Старик нашел взглядом притихшую Марью и нахмурился. Ее крика хватило, чтоб выдернуть их всех из темного сна, но был ли этот крик ужаса и боли простым? Разве может быть в ней что-то простое, раз она тоже вернулась из Нави неочищенной?
Могли ли ошибаться старшие духи и не одну из сестер убить надобно, а обеих?

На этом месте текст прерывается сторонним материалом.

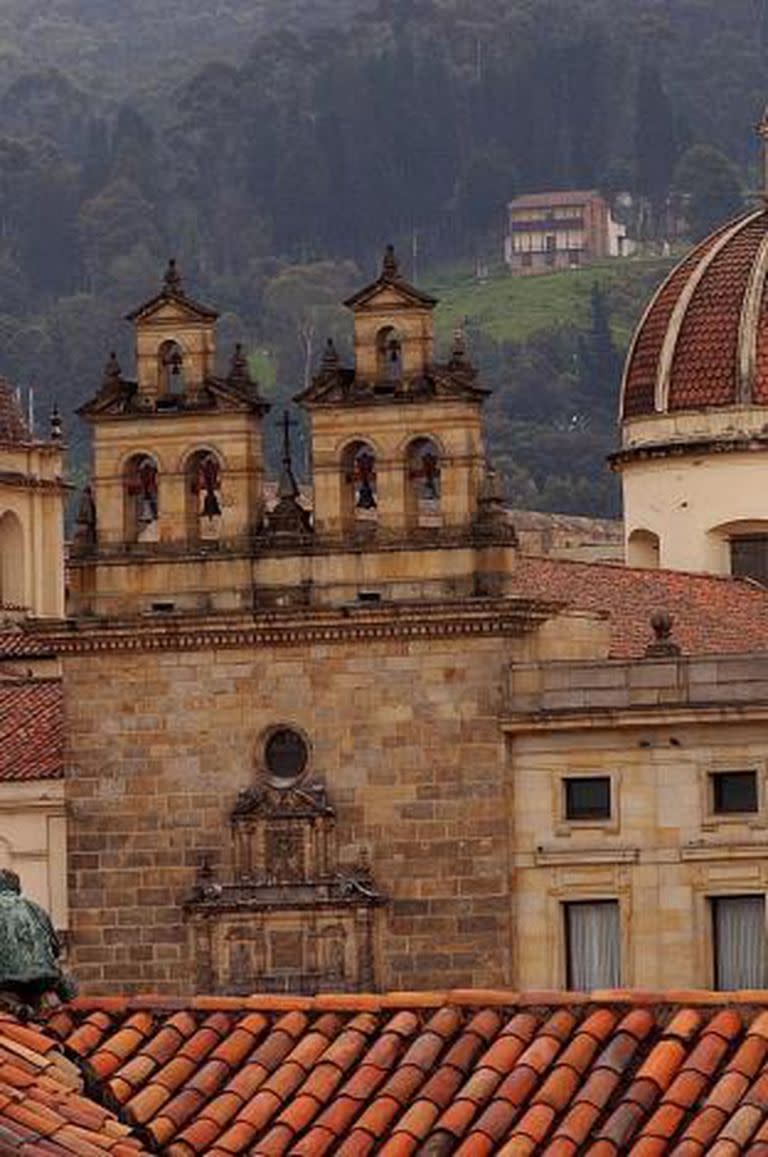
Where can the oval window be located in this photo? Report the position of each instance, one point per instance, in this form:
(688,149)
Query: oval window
(286,754)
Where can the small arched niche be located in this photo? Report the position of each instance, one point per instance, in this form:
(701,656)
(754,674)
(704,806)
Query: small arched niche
(13,576)
(202,491)
(422,483)
(743,547)
(141,499)
(389,355)
(643,550)
(170,369)
(359,485)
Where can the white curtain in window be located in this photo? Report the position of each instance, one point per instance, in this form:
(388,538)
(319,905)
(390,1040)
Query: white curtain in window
(595,958)
(741,960)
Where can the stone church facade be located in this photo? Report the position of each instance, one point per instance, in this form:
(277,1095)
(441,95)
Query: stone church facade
(376,744)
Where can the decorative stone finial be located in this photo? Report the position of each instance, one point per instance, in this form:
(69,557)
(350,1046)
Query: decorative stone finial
(172,278)
(663,646)
(240,370)
(330,355)
(288,517)
(762,132)
(287,485)
(86,520)
(56,424)
(459,358)
(112,370)
(390,270)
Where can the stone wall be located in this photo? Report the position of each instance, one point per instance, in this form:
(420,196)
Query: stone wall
(405,736)
(659,730)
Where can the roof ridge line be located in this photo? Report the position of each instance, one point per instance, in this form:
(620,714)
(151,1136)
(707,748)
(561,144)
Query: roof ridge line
(429,999)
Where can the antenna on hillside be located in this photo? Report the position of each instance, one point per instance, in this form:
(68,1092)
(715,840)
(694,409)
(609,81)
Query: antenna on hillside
(762,132)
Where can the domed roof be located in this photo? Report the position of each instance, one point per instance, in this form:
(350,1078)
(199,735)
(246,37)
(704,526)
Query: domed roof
(703,340)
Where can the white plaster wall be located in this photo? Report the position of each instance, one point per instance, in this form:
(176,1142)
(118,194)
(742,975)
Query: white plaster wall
(694,503)
(32,841)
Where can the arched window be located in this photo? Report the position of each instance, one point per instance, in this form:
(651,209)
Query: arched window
(643,548)
(359,483)
(422,464)
(12,561)
(141,499)
(202,494)
(389,354)
(170,368)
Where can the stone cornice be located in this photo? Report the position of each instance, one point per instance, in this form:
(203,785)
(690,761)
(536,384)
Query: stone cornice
(750,443)
(266,545)
(665,714)
(32,483)
(301,627)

Всю немногую решимость, что у него была, он черпал в покорности духам, которую в Нави в него вбили. Сердце болезненно сжалось, и старик поспешил опустить лицо, чтоб никто и случайно не заметил, как его от боли скрутило. Он смог бы убить Соколицу – смог бы справиться с собой, преклонить перед ней колени, испросить прощения – и она поняла бы и приняла бы, и сама вложила бы нож в его руку. Он делил с нею навьи тропы и знал ее так же, как себя самого, хоть побратимство их так и осталось пустыми словами и случайно смешанными каплями крови, а не по всем законам проведенным ритуалом. Она знала, что есть долг и что есть жертва. Она сама бы убила себя, знай, какую беду несет миру.
Но Марья… Убить ее – перечеркнуть весь путь по мертвому лесу, все жертвы, что Соколица принесла, чтоб ее вызволить. Перечеркнуть все, чем Марья еще может стать. Но не в этом ли и состоит испытание духов? Нет искушения страшнее, чем милосердием и состраданием.